The need for automation
As an outcome of industrialisation, many original industries consisted of coal mining, flour mills and garment factories. The early industries were heavily reliant on man-power, but as industries developed with time, their reliance on man-power proved to be inefficient, time-consuming and costly.
Subsequently, in the late 1700s automation technology was introduced to increase efficiency within industrial companies by reducing their overall dependence on human labour. A few of the early automation inventions included a hydro powered spinning mill and a flour mill.
Another example of this would be the development of machinery in garment factories. At first, garments were hand woven, but later with the use of machines the process of making garments became automated.
How does the system work
The foundation for automation stems from the 18th century mathematical application of control theory, where algorithms were created to manage dynamic systems in machines or engineered processes. This theory further developed in the 20th century allowing for a rapid rise in automation.

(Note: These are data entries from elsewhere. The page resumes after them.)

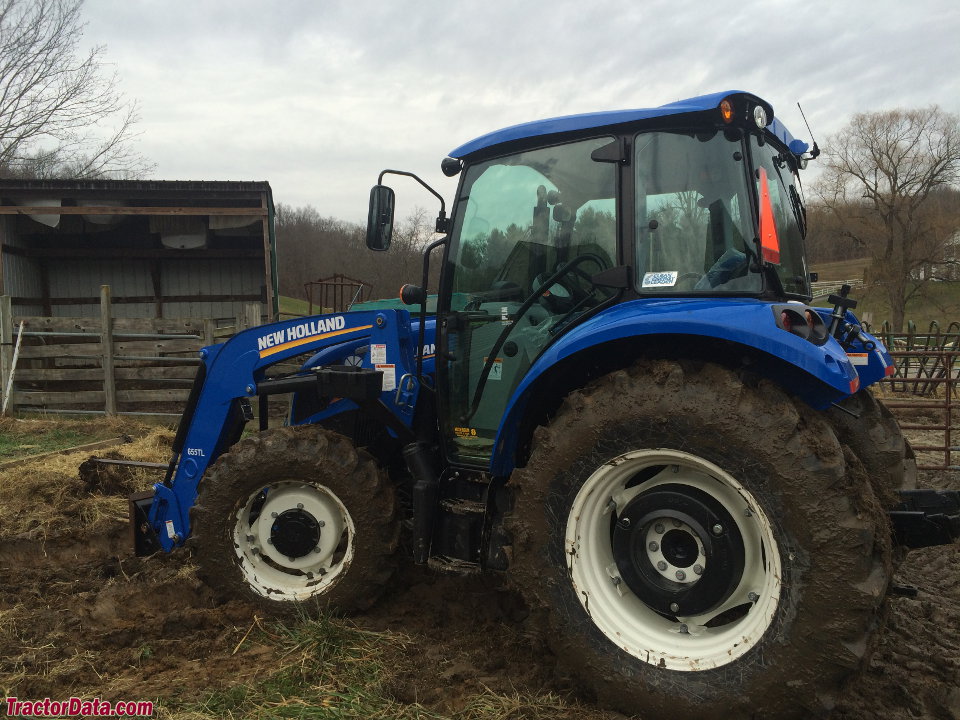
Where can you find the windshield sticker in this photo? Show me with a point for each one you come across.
(496, 370)
(660, 279)
(389, 376)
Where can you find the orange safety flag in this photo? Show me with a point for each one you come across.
(769, 241)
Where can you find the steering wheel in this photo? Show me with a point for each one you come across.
(537, 293)
(564, 293)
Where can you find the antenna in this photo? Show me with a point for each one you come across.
(816, 148)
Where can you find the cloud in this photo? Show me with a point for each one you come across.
(318, 97)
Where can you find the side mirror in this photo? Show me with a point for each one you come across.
(380, 217)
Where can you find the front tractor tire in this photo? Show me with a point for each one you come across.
(296, 516)
(698, 546)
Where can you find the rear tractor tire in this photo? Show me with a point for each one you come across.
(698, 547)
(296, 516)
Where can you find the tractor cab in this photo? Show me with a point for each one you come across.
(556, 220)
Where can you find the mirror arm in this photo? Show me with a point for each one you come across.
(423, 302)
(442, 217)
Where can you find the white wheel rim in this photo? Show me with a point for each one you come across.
(685, 643)
(266, 569)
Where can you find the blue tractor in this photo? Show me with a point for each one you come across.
(622, 399)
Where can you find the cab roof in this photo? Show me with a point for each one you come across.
(586, 121)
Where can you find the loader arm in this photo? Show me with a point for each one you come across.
(234, 372)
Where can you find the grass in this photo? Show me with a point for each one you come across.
(331, 669)
(22, 438)
(326, 668)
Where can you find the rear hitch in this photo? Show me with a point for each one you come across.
(925, 518)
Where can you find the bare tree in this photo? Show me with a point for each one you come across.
(886, 176)
(61, 113)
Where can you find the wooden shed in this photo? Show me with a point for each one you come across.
(184, 249)
(109, 288)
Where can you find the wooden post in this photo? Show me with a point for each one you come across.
(6, 342)
(209, 331)
(251, 315)
(106, 345)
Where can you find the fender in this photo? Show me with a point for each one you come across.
(744, 321)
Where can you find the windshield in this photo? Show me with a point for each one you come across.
(694, 229)
(530, 232)
(787, 212)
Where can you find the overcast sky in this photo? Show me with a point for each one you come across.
(318, 97)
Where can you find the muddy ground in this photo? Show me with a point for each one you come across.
(79, 615)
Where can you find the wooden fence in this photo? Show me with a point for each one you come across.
(116, 366)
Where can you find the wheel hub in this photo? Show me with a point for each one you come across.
(295, 533)
(678, 549)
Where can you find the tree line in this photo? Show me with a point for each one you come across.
(312, 247)
(888, 191)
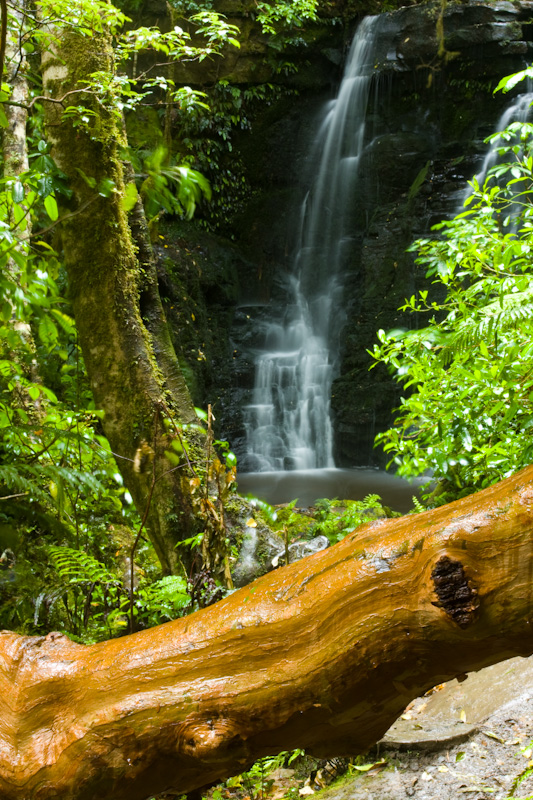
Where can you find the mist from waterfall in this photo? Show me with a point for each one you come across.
(288, 424)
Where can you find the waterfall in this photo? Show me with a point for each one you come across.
(519, 110)
(288, 423)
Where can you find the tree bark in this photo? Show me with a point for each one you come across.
(133, 370)
(323, 654)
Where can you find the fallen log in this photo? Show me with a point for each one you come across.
(323, 654)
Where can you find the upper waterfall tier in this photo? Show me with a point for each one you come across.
(288, 423)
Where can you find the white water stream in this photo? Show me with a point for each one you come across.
(519, 110)
(288, 423)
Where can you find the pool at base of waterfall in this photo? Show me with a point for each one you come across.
(346, 484)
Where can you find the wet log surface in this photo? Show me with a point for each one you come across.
(323, 654)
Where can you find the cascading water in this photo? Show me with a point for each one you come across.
(288, 423)
(518, 111)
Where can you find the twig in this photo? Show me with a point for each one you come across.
(3, 36)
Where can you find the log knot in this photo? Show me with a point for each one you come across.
(457, 596)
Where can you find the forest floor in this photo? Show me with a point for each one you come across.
(471, 739)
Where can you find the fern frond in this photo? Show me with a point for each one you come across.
(76, 566)
(502, 315)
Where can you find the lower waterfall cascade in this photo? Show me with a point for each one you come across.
(288, 424)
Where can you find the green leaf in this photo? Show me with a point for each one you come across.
(18, 192)
(50, 205)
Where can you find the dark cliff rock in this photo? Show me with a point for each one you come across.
(428, 117)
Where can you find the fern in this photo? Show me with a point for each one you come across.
(76, 566)
(502, 315)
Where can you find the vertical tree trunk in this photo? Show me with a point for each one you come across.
(132, 367)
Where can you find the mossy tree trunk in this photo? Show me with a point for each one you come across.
(132, 367)
(323, 654)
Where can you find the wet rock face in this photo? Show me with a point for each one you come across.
(427, 118)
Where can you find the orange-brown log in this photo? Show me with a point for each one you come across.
(323, 654)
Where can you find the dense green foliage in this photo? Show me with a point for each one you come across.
(68, 529)
(468, 409)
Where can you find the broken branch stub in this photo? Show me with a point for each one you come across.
(323, 654)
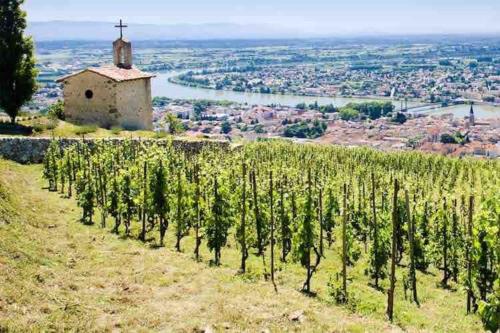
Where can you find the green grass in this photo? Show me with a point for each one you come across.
(57, 274)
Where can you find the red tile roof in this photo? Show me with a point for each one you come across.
(115, 73)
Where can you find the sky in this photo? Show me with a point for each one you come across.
(311, 16)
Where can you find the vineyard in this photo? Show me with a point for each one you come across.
(398, 217)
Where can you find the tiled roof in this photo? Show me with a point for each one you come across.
(115, 73)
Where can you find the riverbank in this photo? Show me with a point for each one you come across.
(163, 86)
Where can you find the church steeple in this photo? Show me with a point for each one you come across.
(122, 50)
(472, 119)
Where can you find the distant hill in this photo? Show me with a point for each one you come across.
(67, 30)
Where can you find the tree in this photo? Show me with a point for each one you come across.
(17, 62)
(226, 127)
(199, 107)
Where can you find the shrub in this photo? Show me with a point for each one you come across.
(115, 130)
(349, 114)
(160, 135)
(56, 111)
(52, 124)
(86, 129)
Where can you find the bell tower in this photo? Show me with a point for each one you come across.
(122, 50)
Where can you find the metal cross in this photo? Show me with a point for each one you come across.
(121, 26)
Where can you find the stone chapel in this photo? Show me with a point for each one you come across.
(111, 95)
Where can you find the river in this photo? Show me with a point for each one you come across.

The automation process is dependent on a system's need to adhere to a set of predetermined decision criteria, ability to process relationships with different components of a system, and carry out actions according to its decision pathway.
A control loop system is one of the most simplistic forms of the automation process, where a machine can automatically turn on or off. In a system, the user input would be compared to a set of predetermined variables. The system then follows a 'decision pathway', leading it to either accept or reject this input. If the input is accepted, then the system will respond accordingly
For instance, when turning on an oven, if the user inputs the power and the time required into the machine's interface, the oven will heat up to the preset temperature for the period of time specified.
Another example of this could be in a car, where the engine can be turned on with the press of a button. The user’s input would be to press start, and then the control system within would relay this information to start the car's engine. If a user input is not entered the car's engine will not start.
Automation in industries
Alternatively to early industrial factories, many new industries have since incorporated the use of automation, including the automotive industry, aviation and aerospace, energy and power to name a few. These industries use a combination of hydraulic, pneumatic, mechanical, electrical and electronic devices to reduce the work required to be carried out by humans. Ships, factories and aircraft have seen the use of the aforementioned technologies to achieve automation.
Almost all aspects of an aircraft's functionality relies on automation. However, it still requires some form of human involvement, such as having pilots on board to safely land and monitor the various onboard systems.
Autopilot is a form of an automation system which can be employed once the aircraft has reached the cruise phase (straight and level flight). Although the aircraft is often flying automatically, the operations are still monitored by the pilots. During the take-off and landing, the aircraft’s autopilot system is most often disengaged, meaning pilots will take off and land manually. This reiterates that an automation system helps reduce the level of work required from humans to increase efficiency, yet does not necessarily remove the need for human input including supervision somewhere in/on the loop.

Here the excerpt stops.